I’ll admit I was bitter about that for a long time, but I got over it. I attended three of the Ariel Store Cooper Days parties over the years and had fun at all of them. Especially the final party, where we did something good for Bryan and his dreams for the famous store. I am PROUD of my efforts on that, no matter what people have said about it. A few things about the party itself:
Everyone worked their asses off for two days prior, but everyone had fun and it went off smooth as silk. I remember cooking food and hustling people up to the store building to drop a few bucks donation on a special PayPal site we created where they could use their credit or debit cards to do so. (Many just brought cash, but we knew cards could work as well, so we brought a couple of computers and hooked them up for just that purpose.) Then the Travel Channel film crew showed up and told me later they had the most fun at Ariel that day than they had during all the other episodes of the show that season.

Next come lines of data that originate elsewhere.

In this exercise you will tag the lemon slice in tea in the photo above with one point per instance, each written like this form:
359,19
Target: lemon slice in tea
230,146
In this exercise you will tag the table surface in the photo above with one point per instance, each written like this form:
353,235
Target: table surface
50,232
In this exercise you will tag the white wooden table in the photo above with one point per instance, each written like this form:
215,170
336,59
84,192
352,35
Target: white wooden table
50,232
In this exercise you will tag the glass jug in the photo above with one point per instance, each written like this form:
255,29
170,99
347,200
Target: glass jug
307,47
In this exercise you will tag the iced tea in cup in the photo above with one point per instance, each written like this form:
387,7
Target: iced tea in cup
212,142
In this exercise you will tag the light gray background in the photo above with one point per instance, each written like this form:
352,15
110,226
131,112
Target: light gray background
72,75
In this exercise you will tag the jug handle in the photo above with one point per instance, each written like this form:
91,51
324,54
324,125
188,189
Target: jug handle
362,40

The craziest thing I did was to haul a triple stainless-steel sink (with legs) all the way there from our office in Auburn (about 130 miles each way), so we could meet Health Department hand washing requirements. The sink was a gift from the Auburn Days Festival. It was so dangerous to haul in my little truck that I ended up giving it to Bryan, rather than trying to haul it home. The trip down was tough enough. I made a total of five trips to deliver the free food, donated items for the auction, and other supplies before it was all over. The final tally was about $2,500 raised for Bryan at a general auction of donated items, and by direct cash donations. The PayPal site raised additional money, we don’t know how much but it seemed a lot of folks were using the two computers we had set up for that purpose. I wish we could have done better, but we did the best we could and Bryan was happy.
And we did this with virtually ZERO support from many in the known DB Cooper community, who were simply jealous and angry that we were involved, and able to pull it off even WITHOUT their support. They even made posts at the famous ‘D.B. Cooper Forum’ run by Dave Brown making fun of the whole thing, and saying they wouldn’t support our effort.
The famous Rainier Beer neon sign in the window of the store. Custom made for Bryan’s mom, the late, great Dona Elliott.
After everyone finally headed home, Bryan, me, and a couple of other people hung out in the bar most of the night and talked about the future for the store. Bryan had a lot of plans going, and many detailed drawings showing what he wanted to do and how he was going to do it. The only problem was he didn’t have the money, and he couldn’t get a loan to do it on his own. Still, over the next couple of years I know he did as much as he could, and cleaned a lot of things up as well as doing some repairs to the building.
Below: One of the things Bryan and I did prior to the last party was to finish cleaning THIS up.
It’s an amazing collection for sure. RIP Bryan. You and your mother will be missed.